There was no common seal and no impressions of the prior's seal described in the 16th century are known.

Footnotes

  • 1. Eyton, iv. 22.
  • 2. Ibid. vi. 220–1
  • 3. The Letters and Charters of Gilbert Foliot, ed. A. Morey and C. N. L. Brooke (1967), 152–3. The improved text of the letter in this new edition makes it clear that the monks of Combermere, not the monks of Wenlock, had been driven out of Preen.
  • 4. Eyton, iv. 22.
  • 5. Ibid., vi. 222–3; Cal. Pat. 1292–1301, 594. Another inquisition in 1370 found that the Prior of Wenlock presented three monks to the patron, who chose one as prior: A. Sparrow, The History of Church Preen (1898), 19; E 106/10/1.
  • 6. S.R.O. 1514/254.
  • 7. Sparrow, Ch. Preen, 70–103.
  • 8. Ibid.
  • 9. Tax. Eccl. (Rec. Com.), 164.
  • 10. See V.C.H. Salop, viii. 125–8.
  • 11. See p. 44.
  • 12. Rose Graham, English Ecclesiastical Studies (1929), 126–7.

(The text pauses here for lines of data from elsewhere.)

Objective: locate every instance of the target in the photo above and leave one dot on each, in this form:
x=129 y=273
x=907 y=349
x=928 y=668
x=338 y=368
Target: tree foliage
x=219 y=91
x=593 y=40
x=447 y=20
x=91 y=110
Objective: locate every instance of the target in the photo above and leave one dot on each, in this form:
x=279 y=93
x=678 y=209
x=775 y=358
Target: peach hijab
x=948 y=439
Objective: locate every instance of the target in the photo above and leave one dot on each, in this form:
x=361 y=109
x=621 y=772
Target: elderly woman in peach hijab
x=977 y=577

  • 13. V.C.H. Salop. viii. 126.
  • 14. T.S.A.S. 2nd ser. ii, pp. vi–vii; Sparrow, Ch. Preen, 77–103. The witnesses examined were aged 80 or more and their testimony was of events over fifty years before, known partly at second hand.
  • 15. V.C.H. Salop. viii. 125, 128.
  • 16. S.R.O. 1514/254.
  • 17. Eyton, vi. 222.
  • 18. Ibid.
  • 19. Sparrow, Ch. Preen, 21, 84.
  • 20. Graham, Eng. Eccl. Studies, 126.
  • 21. T.S.A.S. 2nd ser. ii, pp. vi–vii.